My intuition would be to shuffle the ultimatum/dictator game labels, and go from there. The idea is that you want to destroy the connection between a real brain state and the condition label. I don’t think shuffling the behavioral variable will be have the same effect. But I’ve given this only a couple minutes’ thought.
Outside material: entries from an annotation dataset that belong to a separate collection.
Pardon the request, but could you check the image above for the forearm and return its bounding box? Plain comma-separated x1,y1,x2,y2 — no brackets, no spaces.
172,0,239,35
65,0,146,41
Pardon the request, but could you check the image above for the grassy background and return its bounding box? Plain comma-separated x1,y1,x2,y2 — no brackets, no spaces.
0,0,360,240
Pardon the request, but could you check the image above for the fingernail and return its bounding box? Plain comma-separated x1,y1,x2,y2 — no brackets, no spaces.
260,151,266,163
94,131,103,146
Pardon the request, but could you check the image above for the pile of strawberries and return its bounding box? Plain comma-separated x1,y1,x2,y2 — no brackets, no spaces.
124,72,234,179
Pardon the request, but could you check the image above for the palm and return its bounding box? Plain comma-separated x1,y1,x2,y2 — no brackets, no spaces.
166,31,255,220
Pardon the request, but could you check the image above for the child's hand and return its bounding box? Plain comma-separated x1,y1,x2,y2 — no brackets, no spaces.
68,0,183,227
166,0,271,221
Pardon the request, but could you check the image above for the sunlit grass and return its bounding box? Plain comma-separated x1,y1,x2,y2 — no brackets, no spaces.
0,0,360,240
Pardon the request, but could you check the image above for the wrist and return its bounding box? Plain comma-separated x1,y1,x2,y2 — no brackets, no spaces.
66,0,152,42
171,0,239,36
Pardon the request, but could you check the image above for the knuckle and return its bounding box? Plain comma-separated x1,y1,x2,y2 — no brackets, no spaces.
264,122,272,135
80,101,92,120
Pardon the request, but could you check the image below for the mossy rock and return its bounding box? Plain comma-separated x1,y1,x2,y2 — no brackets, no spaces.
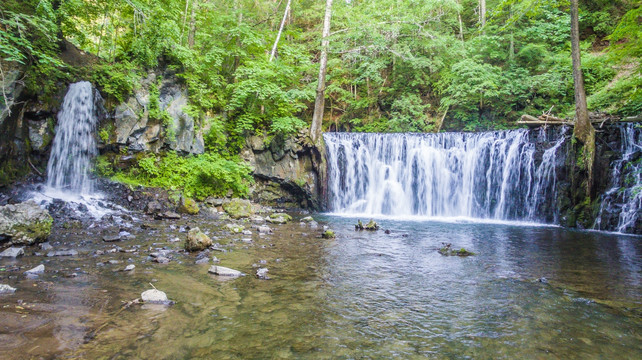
354,219,379,231
321,229,337,239
177,197,200,215
0,200,53,245
185,228,212,251
265,213,292,224
223,199,253,219
439,244,476,257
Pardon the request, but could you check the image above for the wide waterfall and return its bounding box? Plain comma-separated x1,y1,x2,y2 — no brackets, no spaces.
47,81,98,195
593,124,642,233
324,128,567,222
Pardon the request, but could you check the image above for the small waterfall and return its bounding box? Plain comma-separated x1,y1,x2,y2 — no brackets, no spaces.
593,124,642,233
47,81,98,195
324,129,566,222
Sebastian · July 11, 2018, 8:45am

Ok, thanks! Your comments have been very helpful. The only thing that is not entirely clear to me is how you get the cluster size null distribution. Would you have some could available that you would be willing to share that I could use as a guideline?

Thanks for your help!

effigies · July 11, 2018, 9:57pm

The only thing that is not entirely clear to me is how you get the cluster size null distribution.

If you can create an empirical map with clusters (e.g., by thresholding), then you should perform the exact same process, just starting with random individual subject maps.

You’re going to need to establish cluster size. On the surface, you can take connected subgraphs of the surface mesh as your cluster, and then choose a metric, e.g. vertex count or maximum geodesic distance between any pair of vertices in the cluster, etc. It’s probably worth thinking through a few different metrics. Volumetric clusters are generally simpler, as you can just take the number of voxels in the cluster, which directly corresponds to volume. I suspect there are tools for identifying clusters in the volume, but I can’t think of them off the top of my head.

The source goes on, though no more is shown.